Dal Qatar la nostra diplomazia, guidata dall’ambasciatore Paolo Toschi, sta lavorando con efficacia, di
conserva con la Farnesina, e un imprenditore italiano, attivo a Doha, deduce: «I voti raccolti dai sauditi
hanno due possibili etichette, Geopolitica o Affari. Cina, Francia, Emirati, Turchia, Egitto, Pakistan,
Indonesia rientrano nella prima categoria; Cuba, Perù, Kenya, Nigeria, Venezuela nella seconda». A Parigi,
al Bie, il pallottoliere registra il presidente di Capo Verde, Jose Maria Neves, che dopo incontri stile Hotel
Lotte, si dichiara per Riad, come l’ambasciatore cubano Gonzalez, folgorato dal ministro saudita Adel Al-
Jubeir, mentre per convincere Macron è servito bin Salman. Il sì del Madagascar arriva nella capitale
Antananarivo, summit fra il consigliere della Casa Reale saudita Ahmen vin Abdulaziz Qattan e il ministro
della Difesa e degli Esteri Léon Rakotonirina. La nazione polinesiana di Tonga cede il voto grazie al
ministro degli esteri Fekitamoeloa ‘Utoikamamu e al ministro del turismo Ahmed Al Khateeb.
Tecnologia, emigrazione, Neom, greggio, tutto è sul tavolo fra Sauditi- Resto del Mondo. Odessa, fredda e
buia per i bombardamenti, offre un meraviglioso padiglione dell’architetta Zaha Hadid e l’Italia le offre una
sinergia. Roma ha il Codacons, che denuncia al Bie «immondizia e buche stradali», e legge sul Giornale
dell’Architettura Fiorella Vanini, docente alla Prince Sultan University, a proposito di «Rivoluzione socio-
economica…» di bin Salman «…progetti visionari… la Princess Nourah bint Abdulrahman University, la
più grande università femminile al mondo…Neom ha l’ambizione di superare la dicotomia uomo-natura… il
principe Mbs non ha perso di vista l’immagine della capitale del regno, che da roccaforte dei conservatori…
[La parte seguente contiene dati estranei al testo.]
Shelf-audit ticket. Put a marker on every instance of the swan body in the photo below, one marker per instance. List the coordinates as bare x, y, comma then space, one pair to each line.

si è trasformata in cuore pulsante del paese», toni già usati dal columnist New York Times Tom Friedman
che, nel 2017, era certo che «il processo di riforme più importante in Medio Oriente oggi è in Arabia
Saudita… il paese sta vivendo la sua primavera araba… per cambiare tono e tenore dell’Islam nel mondo».
Mondo che non conosceva il nome di Jamal Khashoggi, blogger trucidato al consolato saudita di Istanbul,
undici mesi dopo il lirico commento di Friedman.
Se i voti sauditi Expo 2030 divenissero maggioranza, quanti affari, quanti accordi, quanta propaganda snob
strideranno davanti alle violazioni dei diritti umani, come questi paragrafi? Non sarebbe meglio negoziare, e
ragionare fin che si può, al “Bureau International des Expositions”?